I had seen Jason often on the ferry while we were still living in McCloskey Hall. He was a tall, strikingly handsome man with black hair and blue eyes that seemed always smiling. His closest friend was a fellow named Norman who lived on the third floor of Finley Hall, a tall blond man with an excellent build and the same laughing look in his gray eyes. They would walk onto the ferry together, talking and joking, and then would go to sit in the bow of the boat where they were immediately surrounded by a half-dozen people who seemed to be having the time of their lives each morning. Sitting on the bench with an open book in my lap, hearing the sounds of laughter from the bow, I felt the unconscious pang of the outsider and longed for a moment to be a part of such obvious good fellowship.

I did not become a part of it until late August, when we had already moved into Finley Hall and were awaiting the birth of the baby. The first hurricane of the year came about three days before Joan expected to go to the hospital. I had been a New Yorker all my life and was used to the hurricane season, but I had never lived through a hurricane on an island in the middle of the East River with my wife momentarily expecting a baby.

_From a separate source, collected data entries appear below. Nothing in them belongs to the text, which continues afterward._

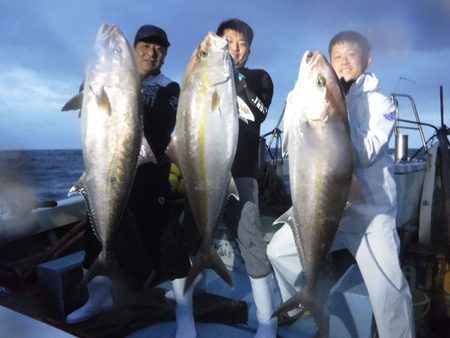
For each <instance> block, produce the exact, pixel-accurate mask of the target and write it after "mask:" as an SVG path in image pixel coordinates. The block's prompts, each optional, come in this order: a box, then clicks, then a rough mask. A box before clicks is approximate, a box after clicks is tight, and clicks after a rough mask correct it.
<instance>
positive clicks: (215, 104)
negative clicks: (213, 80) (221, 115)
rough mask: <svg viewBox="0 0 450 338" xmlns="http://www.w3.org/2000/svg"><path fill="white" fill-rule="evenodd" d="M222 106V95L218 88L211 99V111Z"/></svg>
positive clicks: (212, 96) (213, 94) (215, 110)
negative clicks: (218, 90)
mask: <svg viewBox="0 0 450 338" xmlns="http://www.w3.org/2000/svg"><path fill="white" fill-rule="evenodd" d="M219 107H220V96H219V94H218V93H217V90H216V91H214V93H213V95H212V99H211V111H216V110H217V109H218V108H219Z"/></svg>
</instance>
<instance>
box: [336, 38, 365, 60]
mask: <svg viewBox="0 0 450 338" xmlns="http://www.w3.org/2000/svg"><path fill="white" fill-rule="evenodd" d="M344 41H347V42H354V43H357V44H358V45H359V47H360V48H361V52H362V53H363V57H364V59H365V60H368V59H369V55H370V45H369V41H368V40H367V39H366V38H365V37H364V36H363V35H362V34H360V33H358V32H355V31H342V32H340V33H338V34H336V35H335V36H334V37H333V38H332V39H331V41H330V43H329V44H328V54H329V55H330V57H331V50H332V49H333V47H334V45H336V44H338V43H340V42H344Z"/></svg>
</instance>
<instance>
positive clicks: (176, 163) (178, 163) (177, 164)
mask: <svg viewBox="0 0 450 338" xmlns="http://www.w3.org/2000/svg"><path fill="white" fill-rule="evenodd" d="M166 155H167V157H168V158H169V160H170V162H173V163H175V165H176V166H177V167H178V168H179V167H180V166H179V160H178V142H177V138H176V136H174V137H172V139H171V140H170V143H169V145H168V146H167V148H166Z"/></svg>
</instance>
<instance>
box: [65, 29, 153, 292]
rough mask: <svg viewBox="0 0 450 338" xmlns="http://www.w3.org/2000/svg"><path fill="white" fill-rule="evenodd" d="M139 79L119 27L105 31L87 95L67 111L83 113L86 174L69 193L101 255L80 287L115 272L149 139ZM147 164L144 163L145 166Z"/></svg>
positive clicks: (128, 48)
mask: <svg viewBox="0 0 450 338" xmlns="http://www.w3.org/2000/svg"><path fill="white" fill-rule="evenodd" d="M139 89H140V79H139V74H138V71H137V66H136V62H135V58H134V52H133V50H132V48H131V47H130V45H129V43H128V41H127V39H126V38H125V37H124V35H123V34H122V32H121V31H120V29H119V28H118V27H117V26H114V25H111V26H110V25H102V26H101V27H100V29H99V31H98V34H97V37H96V40H95V54H94V57H93V58H92V60H91V62H90V63H89V65H88V67H87V68H86V77H85V81H84V86H83V91H82V92H81V93H80V94H79V95H77V96H75V97H74V98H73V99H71V100H70V101H69V102H68V103H67V104H66V105H65V106H64V107H63V110H71V109H77V108H80V102H81V140H82V150H83V162H84V173H83V175H82V176H81V178H80V180H79V181H78V183H77V184H76V185H75V186H74V187H73V188H72V189H71V191H70V192H69V193H74V192H80V193H81V194H82V195H83V196H84V198H85V200H86V204H87V208H88V213H89V216H90V220H91V223H92V227H93V229H94V232H95V234H96V235H97V237H98V239H99V240H100V242H101V244H102V251H101V253H100V254H99V256H98V257H97V260H96V261H95V262H94V264H93V265H92V267H91V269H89V271H88V273H87V274H86V275H85V277H84V278H83V281H82V283H81V284H82V285H83V284H85V283H87V282H88V281H89V280H90V279H92V278H93V277H94V276H95V275H96V274H102V275H112V274H114V273H115V271H117V269H116V266H115V265H116V264H117V263H116V260H115V257H114V254H113V240H114V237H115V233H116V231H117V229H118V227H119V225H120V223H121V221H122V217H123V215H124V213H125V209H126V206H127V202H128V197H129V194H130V190H131V186H132V183H133V180H134V176H135V172H136V167H137V164H138V158H139V153H140V152H147V153H150V154H151V155H150V157H151V158H150V161H153V162H155V160H154V155H153V153H152V152H151V149H149V148H150V147H149V146H148V143H146V142H144V143H145V144H146V146H145V147H147V149H146V151H143V149H144V148H145V147H144V146H143V147H142V148H143V149H141V144H142V142H143V140H145V138H144V137H143V130H142V117H141V113H140V109H139V95H140V91H139ZM143 161H144V160H143Z"/></svg>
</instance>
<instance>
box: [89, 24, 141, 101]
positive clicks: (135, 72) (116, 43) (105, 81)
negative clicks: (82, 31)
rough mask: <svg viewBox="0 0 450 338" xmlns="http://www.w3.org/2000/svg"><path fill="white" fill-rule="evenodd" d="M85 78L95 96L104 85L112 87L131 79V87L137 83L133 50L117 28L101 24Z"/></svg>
mask: <svg viewBox="0 0 450 338" xmlns="http://www.w3.org/2000/svg"><path fill="white" fill-rule="evenodd" d="M126 72H128V74H125V73H126ZM130 75H131V76H130ZM86 78H87V79H88V80H89V83H90V87H91V88H90V89H93V90H94V91H96V92H97V93H96V94H97V95H98V94H99V93H98V91H100V90H102V88H103V87H104V85H105V83H108V85H109V86H113V85H116V84H118V83H120V82H121V81H124V80H125V79H131V81H133V83H132V87H135V83H134V82H137V83H138V82H139V80H138V79H139V76H138V71H137V66H136V61H135V56H134V52H133V49H132V48H131V46H130V44H129V43H128V40H127V39H126V37H125V36H124V35H123V33H122V32H121V30H120V29H119V27H117V26H115V25H107V24H103V25H102V26H101V27H100V29H99V30H98V33H97V37H96V39H95V44H94V55H93V56H92V57H91V61H90V63H89V65H88V67H87V74H86ZM96 88H97V90H95V89H96Z"/></svg>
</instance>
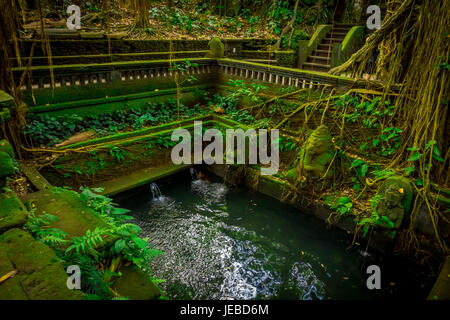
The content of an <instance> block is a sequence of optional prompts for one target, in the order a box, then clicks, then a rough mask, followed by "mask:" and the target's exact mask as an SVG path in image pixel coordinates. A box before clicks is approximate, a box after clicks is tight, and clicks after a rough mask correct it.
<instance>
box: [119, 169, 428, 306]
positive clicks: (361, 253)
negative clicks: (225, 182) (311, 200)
mask: <svg viewBox="0 0 450 320" xmlns="http://www.w3.org/2000/svg"><path fill="white" fill-rule="evenodd" d="M190 174H191V176H192V179H189V173H185V176H182V177H178V178H174V179H171V180H169V181H167V182H165V183H163V184H160V187H161V190H162V194H163V195H164V196H162V194H161V191H160V190H159V188H158V186H157V185H156V184H152V186H151V191H152V196H153V197H152V198H149V196H148V191H145V190H141V191H139V190H138V189H137V190H135V191H133V192H132V193H130V194H128V195H127V197H124V198H123V199H122V200H119V204H120V205H121V206H122V207H125V208H127V209H130V210H132V212H131V214H132V215H133V217H134V219H133V220H132V221H131V222H133V223H136V224H138V225H139V226H140V227H141V228H142V229H143V236H148V237H149V238H150V243H151V245H152V246H153V247H155V248H157V249H160V250H163V251H164V253H163V254H162V255H161V256H159V257H157V258H155V259H154V260H153V262H152V264H151V269H152V273H153V274H154V275H155V276H156V277H158V278H162V279H165V280H166V282H164V283H162V284H160V286H161V288H162V289H163V291H164V292H165V294H166V295H167V296H168V297H169V298H172V299H372V298H386V297H392V296H393V297H401V298H405V297H406V296H408V297H415V298H423V296H424V295H426V290H422V289H420V288H419V285H418V284H417V283H415V282H414V281H413V280H411V277H410V273H409V271H407V270H406V267H405V269H403V270H402V269H401V268H402V265H401V264H399V263H398V262H394V261H388V259H386V258H385V257H378V256H377V255H375V254H369V253H368V252H369V248H367V247H366V246H365V244H363V245H361V246H355V247H353V248H351V249H349V250H348V249H347V247H348V246H349V244H350V243H351V240H352V236H351V235H348V234H346V233H344V232H340V231H337V230H328V229H327V228H326V227H325V225H324V223H323V222H322V221H320V220H317V219H316V218H314V217H312V216H310V215H307V214H304V213H302V212H299V211H298V210H297V209H294V208H292V207H290V206H288V205H285V204H282V203H280V202H278V201H276V200H274V199H271V198H269V197H266V196H264V195H261V194H258V193H255V192H252V191H250V190H248V189H246V188H232V187H228V186H226V185H225V184H224V183H223V182H222V181H221V180H219V179H214V178H212V177H210V178H209V179H210V180H211V181H204V180H202V179H197V178H196V177H197V174H196V173H195V179H194V176H193V172H190ZM147 188H148V187H147ZM146 190H148V189H146ZM360 247H361V248H360ZM363 248H365V250H364V249H363ZM370 264H377V265H379V266H380V268H381V270H382V272H383V276H382V290H368V289H367V286H366V279H367V277H368V275H367V274H366V273H365V271H366V269H367V266H368V265H370Z"/></svg>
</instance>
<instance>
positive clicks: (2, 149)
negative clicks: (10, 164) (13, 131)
mask: <svg viewBox="0 0 450 320" xmlns="http://www.w3.org/2000/svg"><path fill="white" fill-rule="evenodd" d="M0 152H5V153H7V154H9V156H10V157H11V158H14V149H13V147H12V145H11V144H10V143H9V142H8V141H7V140H5V139H3V140H1V141H0Z"/></svg>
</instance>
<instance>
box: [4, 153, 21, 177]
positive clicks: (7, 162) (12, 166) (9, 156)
mask: <svg viewBox="0 0 450 320" xmlns="http://www.w3.org/2000/svg"><path fill="white" fill-rule="evenodd" d="M16 172H17V168H16V166H15V165H14V162H13V159H12V158H11V156H10V155H9V154H7V153H6V152H3V151H0V179H3V178H6V177H8V176H10V175H13V174H15V173H16Z"/></svg>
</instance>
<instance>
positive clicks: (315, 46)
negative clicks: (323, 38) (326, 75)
mask: <svg viewBox="0 0 450 320" xmlns="http://www.w3.org/2000/svg"><path fill="white" fill-rule="evenodd" d="M332 27H333V26H332V25H329V24H324V25H319V26H317V29H316V31H314V34H313V35H312V37H311V39H310V40H309V42H308V52H307V55H310V54H311V53H312V52H313V51H315V50H317V46H318V45H319V43H320V41H322V39H323V38H325V36H326V35H327V33H328V32H330V31H331V28H332Z"/></svg>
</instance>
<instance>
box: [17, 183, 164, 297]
mask: <svg viewBox="0 0 450 320" xmlns="http://www.w3.org/2000/svg"><path fill="white" fill-rule="evenodd" d="M102 191H103V190H102V189H92V190H91V189H89V188H81V194H79V197H80V200H81V201H83V203H85V204H86V205H87V206H88V207H90V208H92V209H93V210H94V211H95V212H96V213H97V214H98V215H99V217H101V218H102V219H103V220H104V221H105V223H106V224H107V226H106V227H102V228H99V227H97V228H95V230H93V231H91V230H88V231H87V232H86V234H85V235H83V236H81V237H74V238H73V239H71V240H67V239H65V238H66V237H67V233H65V232H64V231H62V230H60V229H57V228H50V227H49V225H50V224H51V223H54V222H56V221H57V217H55V216H53V215H50V214H42V215H40V216H36V215H35V210H31V212H30V215H29V218H28V221H27V223H26V225H25V227H26V228H27V229H28V230H29V231H30V232H31V233H32V234H33V235H34V237H35V238H36V239H37V240H38V241H40V242H43V243H45V244H47V245H49V246H51V247H52V248H54V249H55V252H56V254H57V255H58V257H59V258H60V259H61V260H62V262H63V265H64V266H65V267H67V266H69V265H78V266H79V267H80V269H81V272H82V274H83V276H82V277H81V281H82V288H81V289H82V291H83V292H84V293H86V294H87V298H88V299H112V298H113V295H112V292H111V291H110V290H109V287H110V285H111V279H112V277H113V276H120V273H115V272H112V271H111V270H110V266H108V265H105V261H106V262H108V261H109V262H110V264H111V268H112V266H113V265H115V264H117V263H118V262H119V261H120V260H121V259H124V260H127V261H130V262H132V263H134V264H135V265H137V266H138V267H139V268H141V269H145V270H147V273H150V270H149V265H150V262H151V260H152V259H153V258H154V257H156V256H158V255H159V254H161V253H162V252H161V251H160V250H156V249H153V248H152V247H151V246H150V245H149V243H148V238H145V239H142V238H140V237H139V236H138V234H139V233H140V231H141V230H140V228H139V227H138V226H137V225H134V224H131V223H127V222H126V221H128V220H130V219H132V217H130V216H128V215H127V213H128V212H129V210H126V209H122V208H117V207H116V204H115V203H114V202H113V201H112V199H110V198H108V197H105V196H103V195H100V194H97V192H102ZM52 192H53V193H55V194H58V193H61V192H67V190H66V188H53V189H52ZM70 192H74V191H70ZM74 193H75V192H74ZM75 194H77V195H78V193H75ZM107 238H109V239H114V242H113V243H112V245H111V242H110V243H109V245H107V243H106V239H107ZM62 245H64V246H65V248H66V249H65V250H64V249H62ZM149 276H150V274H149ZM150 277H151V276H150ZM160 281H161V280H160Z"/></svg>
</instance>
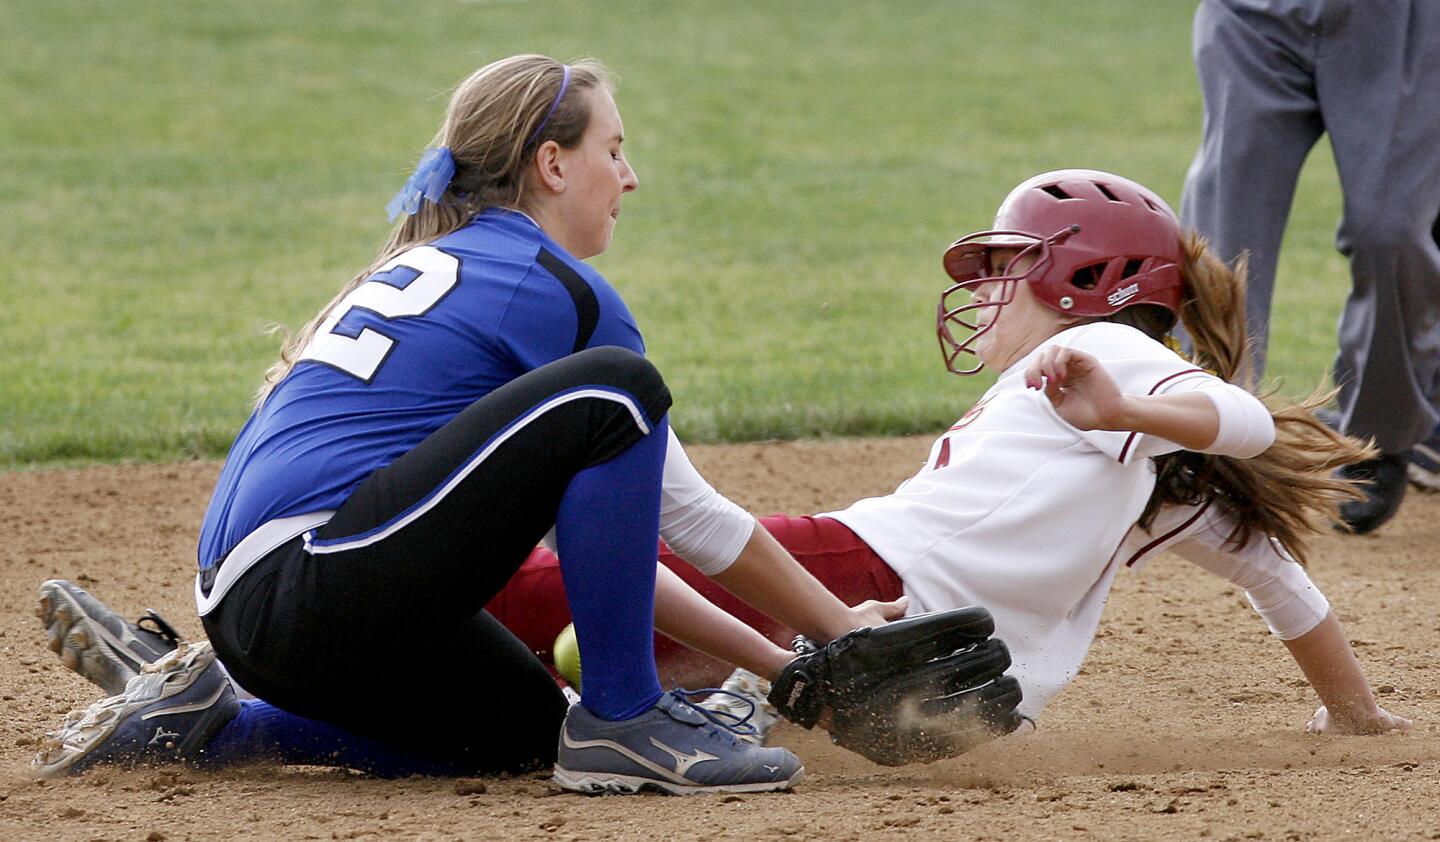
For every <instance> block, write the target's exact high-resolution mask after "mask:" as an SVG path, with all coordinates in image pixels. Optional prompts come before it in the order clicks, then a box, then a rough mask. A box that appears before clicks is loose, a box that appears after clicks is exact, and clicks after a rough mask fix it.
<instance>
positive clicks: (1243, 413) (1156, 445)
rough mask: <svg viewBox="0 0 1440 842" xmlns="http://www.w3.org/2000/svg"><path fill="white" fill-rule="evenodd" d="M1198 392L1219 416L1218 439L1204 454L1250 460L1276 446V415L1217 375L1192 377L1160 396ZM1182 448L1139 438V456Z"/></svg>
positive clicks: (1148, 454)
mask: <svg viewBox="0 0 1440 842" xmlns="http://www.w3.org/2000/svg"><path fill="white" fill-rule="evenodd" d="M1182 391H1198V393H1201V394H1204V396H1205V397H1208V399H1210V403H1212V404H1214V406H1215V415H1218V416H1220V429H1218V430H1217V432H1215V440H1214V442H1211V445H1210V446H1208V448H1205V449H1202V451H1201V453H1215V455H1217V456H1236V458H1240V459H1248V458H1251V456H1259V455H1260V453H1263V452H1264V451H1266V448H1269V446H1270V445H1273V443H1274V416H1272V415H1270V410H1269V409H1266V404H1264V403H1261V402H1260V399H1259V397H1256V396H1254V394H1250V393H1248V391H1246V390H1244V389H1240V387H1238V386H1233V384H1230V383H1225V381H1224V380H1221V379H1220V377H1215V376H1214V374H1200V376H1189V377H1182V379H1178V380H1175V383H1174V384H1166V387H1165V389H1162V390H1159V394H1179V393H1182ZM1179 449H1181V446H1179V445H1176V443H1174V442H1169V440H1166V439H1159V438H1155V436H1140V443H1139V446H1138V448H1136V456H1159V455H1162V453H1169V452H1174V451H1179Z"/></svg>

There was a cyclone fence around the entire island, and the water rose above that until the fence was no longer visible, and then the water covered the outdoor wash lines, and then it flooded into Finley Hall and began rising in the basement of the building. The radio was warning all residents of the city to tape windows and lash down anything that might be blown away, and the Coast Guard advised all residents of North Brother that it was standing by to take people to the mainland. The big question for everyone living in Finley, considering the fact that this was only the prelude to the storm, with the worst expected later in the afternoon, was whether or not to leave with the Coast Guard. The question was enormously magnified for me because I had visions of Joan suddenly going into labor at the height of the storm. We were debating whether or not to accept the Coast Guard’s offer when we suddenly heard a drum beating somewhere in the building. We both went into the hall.